Advertisement

Warring Somali Faction Leaders Agree to Establish Interim Government

Share
From Times Wire Services

Somali leaders, vowing to trade “the logic of force for the ethic of dialogue,” agreed Saturday to establish an interim government to end the anarchy that has locked their country in a deadly cycle of famine and violence.

After 13 days of bargaining at a U.N.-sponsored peace conference here, 15 chiefs of Somalia’s warring factions reached a compromise accord to set up a three-tiered, federal-style administration to guide their country during a two-year period leading to elections.

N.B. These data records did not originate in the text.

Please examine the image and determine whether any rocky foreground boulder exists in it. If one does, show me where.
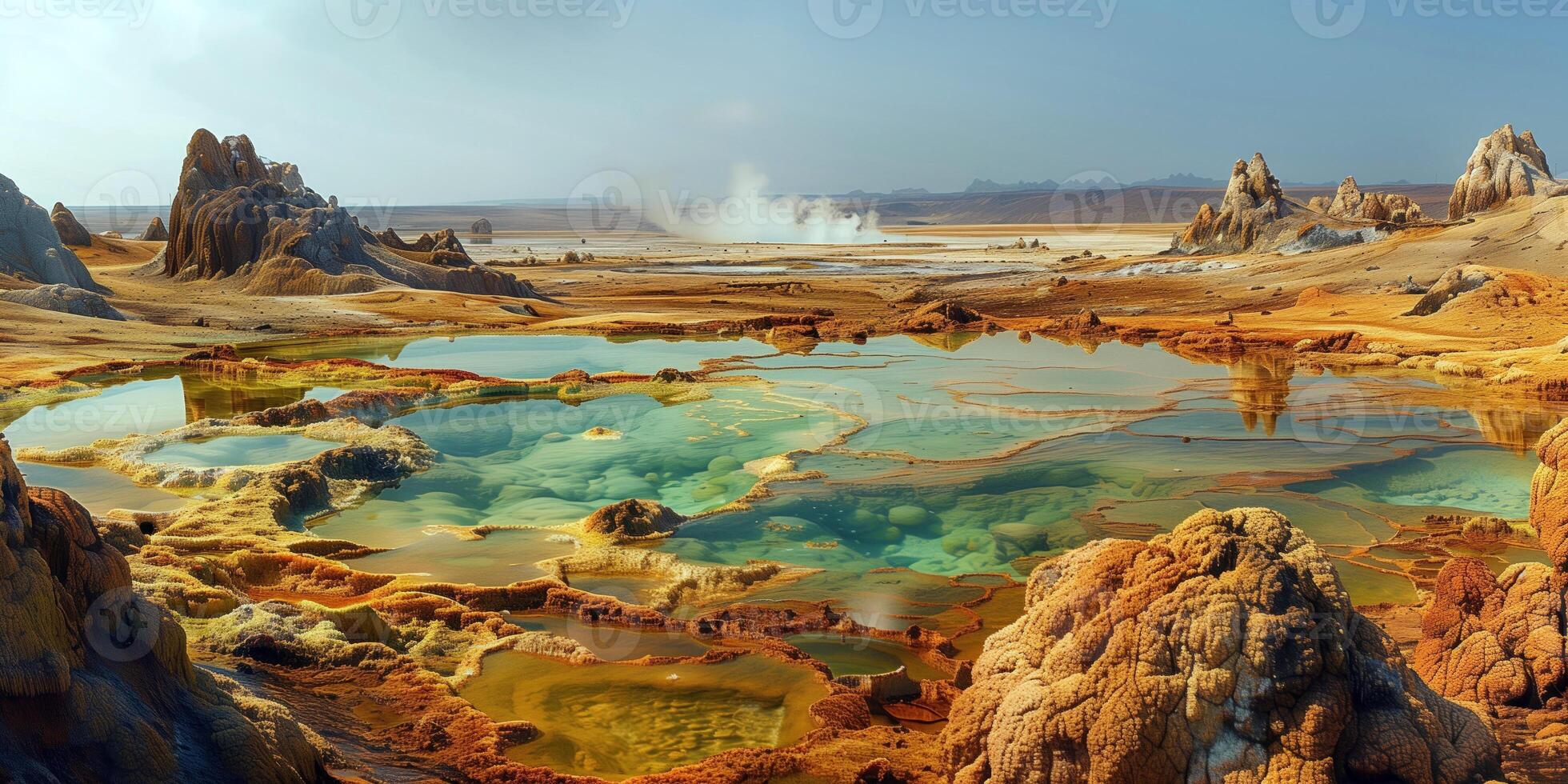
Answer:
[1414,422,1568,707]
[1449,126,1555,219]
[0,174,105,292]
[49,201,93,248]
[941,510,1499,784]
[137,215,170,243]
[0,284,126,322]
[160,129,534,296]
[0,442,331,782]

Somalia has been without a government since Mohamed Siad Barre, the country’s longtime autocratic ruler, fled in January, 1991, amid an escalating civil war and widespread famine that led former President George Bush to send troops last December.

Advertisement

The pact also commits Somali factions to “complete a simultaneous disarmament throughout the country” within 90 days, and it calls for multinational forces to buttress an existing cease-fire.

The signing followed approval of a Security Council resolution Friday establishing a multinational U.N. force of at least 28,000 peacekeeping troops to take over from U.S.-led forces in Somalia.

Also Saturday, a convoy of U.S. Marines and Belgian soldiers moved out of Kismayu in a show of force designed to keep rival factions from the southern port.

The Western forces seek to keep warlords Mohamed Siad Hirsi, known as Gen. Morgan, and Omar Jess out of the area.